In the last few weeks, we’ve seen some new announcements around Network TAPs and network packet brokers. For example, in this SearchNetworking piece, the editor created a nice pro-and-con analysis of adding more functionality into a network switch through SDN and whether that threated an adjacent market.

Why are SDN-driven network TAPs such a big deal?

First, network TAPs are costly and not programmable.  When you have to “dump” infrastructure that can’t be tweaked as your needs change, that becomes a tough purchase decision. You can see where the idea of vendors pitching future-proofing comes from and why they want to demonstrate and highlight an extensible technology model. So what degree of programmability and flexibility is required for your data center?  And what is a “God Box?”

The networking industry is littered with the carcasses of companies that tried to put too much into one box. In the late 1990s, the “God Box” phrase was used to describe the all-encompassing device that was touted as being capable of consolidating several other smaller devices. A solution where packets go in, and no matter what you want done to that traffic, the right things magically happen.

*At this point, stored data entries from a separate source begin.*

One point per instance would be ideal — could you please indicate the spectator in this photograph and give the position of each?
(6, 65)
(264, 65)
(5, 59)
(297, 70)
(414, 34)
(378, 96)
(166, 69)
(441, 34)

At some point, however, the perception of having too much functionality then and now still causes failure for two key reasons.  First, the functionality crosses silo team responsibilities. For example, responsibilities for routing and transport fall to two separate organizations and that can certainly cause miscommunication—or worse conflict—between the network and storage teams in the data center. Secondly, the concern over too many tools in one toolkit causes others to believe that functionality can’t scale or the combined value is simply too expensive for the IT team.

How can we judge this very gray and fuzzy line between value-added functionality and too much integration?   It is indeed a good question, especially with SDN causing everyone to rethink traditional boundaries.

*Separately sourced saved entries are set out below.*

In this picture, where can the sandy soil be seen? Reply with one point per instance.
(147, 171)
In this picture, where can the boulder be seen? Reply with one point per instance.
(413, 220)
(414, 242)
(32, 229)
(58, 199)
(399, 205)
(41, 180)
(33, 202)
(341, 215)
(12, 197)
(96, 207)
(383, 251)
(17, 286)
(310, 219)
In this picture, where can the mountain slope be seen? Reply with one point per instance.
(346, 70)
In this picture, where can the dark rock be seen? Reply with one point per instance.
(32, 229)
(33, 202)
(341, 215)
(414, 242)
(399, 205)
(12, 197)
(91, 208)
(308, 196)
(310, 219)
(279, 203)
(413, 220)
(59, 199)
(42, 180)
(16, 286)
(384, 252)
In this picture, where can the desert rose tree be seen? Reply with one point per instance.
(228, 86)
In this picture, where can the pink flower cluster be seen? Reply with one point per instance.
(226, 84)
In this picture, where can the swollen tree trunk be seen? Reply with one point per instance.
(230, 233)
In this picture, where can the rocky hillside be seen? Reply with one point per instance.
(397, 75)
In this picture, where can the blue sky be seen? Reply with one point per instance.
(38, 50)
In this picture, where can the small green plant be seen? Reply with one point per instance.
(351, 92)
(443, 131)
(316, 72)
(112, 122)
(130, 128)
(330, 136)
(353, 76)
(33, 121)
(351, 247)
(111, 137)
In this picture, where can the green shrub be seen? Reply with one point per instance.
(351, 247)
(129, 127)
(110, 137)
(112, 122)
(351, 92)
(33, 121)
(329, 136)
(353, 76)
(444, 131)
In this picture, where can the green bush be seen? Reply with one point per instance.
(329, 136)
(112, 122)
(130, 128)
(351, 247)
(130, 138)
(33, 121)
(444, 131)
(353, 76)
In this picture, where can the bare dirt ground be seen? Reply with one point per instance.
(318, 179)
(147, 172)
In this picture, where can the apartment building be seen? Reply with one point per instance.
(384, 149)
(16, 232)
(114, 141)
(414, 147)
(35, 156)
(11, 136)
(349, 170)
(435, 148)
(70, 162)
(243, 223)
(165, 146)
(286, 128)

Let’s look at some basic facts:

• Network TAPs are separate devices because that was the only way to mirror the traffic in the early days. Because networks have to scale more today, the old way is no longer as cost effective or innately flexible.
• Network packet brokers have much more feature richness than a standard switch with 20% of the features at a marginal incremental cost.  As Arista points out, $350 to $400 per port compared to $2,500 to $4,000 per port means customers will consider that kind of trade off of 20% of features available for 80% less cost.
• SDN opens the door for more ideas like this because we can now tune or program ports to specific ad hoc needs and then tear those ports down when finished. This makes the fixed device much more utilitarian and “future proofed.”

Some conclusions and comments

• Will IT managers wholeheartedly support the production network to also be an analytics tool?  Not in today’s enterprise, but some cloud service providers might try.
• Would network architects see this as a game changer or a “nice-to-have” in a production switch? Again, some cloud service providers may agree, but not in today’s enterprise.
• Does the typical IT team have time to relearn something new?  Sometimes, if the pain is high; yes, if the cost savings are huge. Even cloud service providers have limited developer resources.

What does this mean? If you are a cloud provider, this might make sense and may offer some additional value.  But I would not discount the network packet brokers too soon, as they continue to innovate and continue to show that their 80% extra features have significant value.

If you support OpenFlow (especially version 1.2) on your switch, you have all the pieces today to create a network TAP—and potentially the first ‘’killer app’’ for OpenFlow.